The daily business briefing: October 3, 2017
GM commits to "all-electric future," Tesla falls short of Model 3 production goal, and more
GM plans new electric vehicles in push for 'all-electric' future
General Motors announced Monday that it was working toward an "all-electric" vehicle lineup. "Although that future won't happen overnight, GM is committed to driving increased usage and acceptance of electric vehicles through no-compromise solutions that meet our customers' needs," said Mark Reuss, General Motors executive vice president of product development, purchasing, and supply chain, at a media event at the company's Warren, Michigan, technical campus. The automaker said it was immediately accelerating development of electric vehicles on the way to introducing two new all-electric vehicles in the next months, and at least 20 by 2023.
Tesla says 'bottlenecks' kept it from meeting Model 3 production goal
Tesla said Monday that "production bottlenecks" had prevented it from meeting goals for its ramp-up on its new Model 3 mass-market sedan. The luxury electric car maker said, however, that its deliveries rose by 4.5 percent to 26,150 in the third quarter over the same period last year. The California-based company produced just 260 Model 3 sedans and delivered 220 of them in the quarter. Tesla said it expected to meet its target of 5,000 of the Model 3 sedans, which start at $35,000, per week by the end of the year, and to increase that to 10,000 per week at some point in 2018.

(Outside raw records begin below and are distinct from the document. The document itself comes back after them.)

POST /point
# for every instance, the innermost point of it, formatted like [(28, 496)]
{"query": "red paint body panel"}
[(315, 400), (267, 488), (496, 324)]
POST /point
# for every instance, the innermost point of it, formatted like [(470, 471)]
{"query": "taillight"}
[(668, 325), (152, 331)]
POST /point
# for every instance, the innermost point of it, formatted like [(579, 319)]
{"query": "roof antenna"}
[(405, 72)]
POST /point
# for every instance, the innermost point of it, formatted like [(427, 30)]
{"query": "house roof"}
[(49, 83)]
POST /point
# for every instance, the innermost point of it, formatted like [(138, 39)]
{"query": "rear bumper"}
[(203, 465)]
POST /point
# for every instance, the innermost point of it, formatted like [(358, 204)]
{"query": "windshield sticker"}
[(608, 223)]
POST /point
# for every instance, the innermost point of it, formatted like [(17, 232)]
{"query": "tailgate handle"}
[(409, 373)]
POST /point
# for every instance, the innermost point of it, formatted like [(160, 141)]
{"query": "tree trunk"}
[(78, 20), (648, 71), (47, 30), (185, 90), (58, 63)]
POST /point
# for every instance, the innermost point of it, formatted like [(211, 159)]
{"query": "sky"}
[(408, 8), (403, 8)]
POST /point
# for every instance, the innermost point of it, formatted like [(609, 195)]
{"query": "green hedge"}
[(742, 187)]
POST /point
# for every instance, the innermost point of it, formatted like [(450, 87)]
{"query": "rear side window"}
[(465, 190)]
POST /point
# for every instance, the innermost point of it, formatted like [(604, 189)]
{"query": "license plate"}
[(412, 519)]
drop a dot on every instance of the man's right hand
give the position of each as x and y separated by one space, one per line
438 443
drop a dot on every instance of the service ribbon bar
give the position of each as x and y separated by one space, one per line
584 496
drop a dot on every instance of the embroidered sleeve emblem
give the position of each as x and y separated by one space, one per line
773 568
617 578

U.S. stock futures edge higher after Tuesday's records
Asian shares rose Tuesday, tracking Monday's gains in the U.S. The Standard & Poor's 500 rose by 0.4 percent and the Dow Jones Industrial Average jumped by 0.7 percent, with both closing at record highs as data boosted optimism about a manufacturing recovery. The Nasdaq composite gained 0.3 percent, also hitting a record. U.S. stock futures edged higher early Tuesday, with Dow Jones Industrial Average futures rising by 0.2 percent, while S&P 500 and Nasdaq-100 futures gained about 0.1 percent. The S&P 500 has gained in five straight days, its longest winning streak in a month.
Ex-Equifax chief remarks to Congress include apology for massive data breach
Former Equifax chief Richard Smith will tell members of a congressional committee Tuesday that he is "deeply sorry" for a massive data breach earlier this year, and that the company's response should have been better, according to prepared remarks released Monday. Smith was ousted last week as the credit bureau faced widespread criticism over a huge breach, one of the biggest corporate hacks in history. Equifax has revised its estimate of the number of people whose personal and financial information was exposed from mid-May to July, saying the breach affected 145.5 million people, 2.5 million more than initially reported.
Report: Hewlett Packard Enterprise let Russia review cyber defense software
Hewlett Packard Enterprise let a Russian defense agency look at cyber defense software used by the Pentagon as part of HPE's effort to win certification to sell the product to Russian agencies, according to regulatory records reviewed by Reuters. The HPE software, ArcSight, is used by the U.S. military to detect cyberattacks against its computer systems. It also is widely used by private businesses. Six former U.S. intelligence officials, along with other experts, told Reuters that Russia's source-code review could have helped it spot weaknesses in the software. "It's a huge security vulnerability," said Greg Martin, a former security architect for ArcSight. Despite the risk, no hacks have been traced to the review.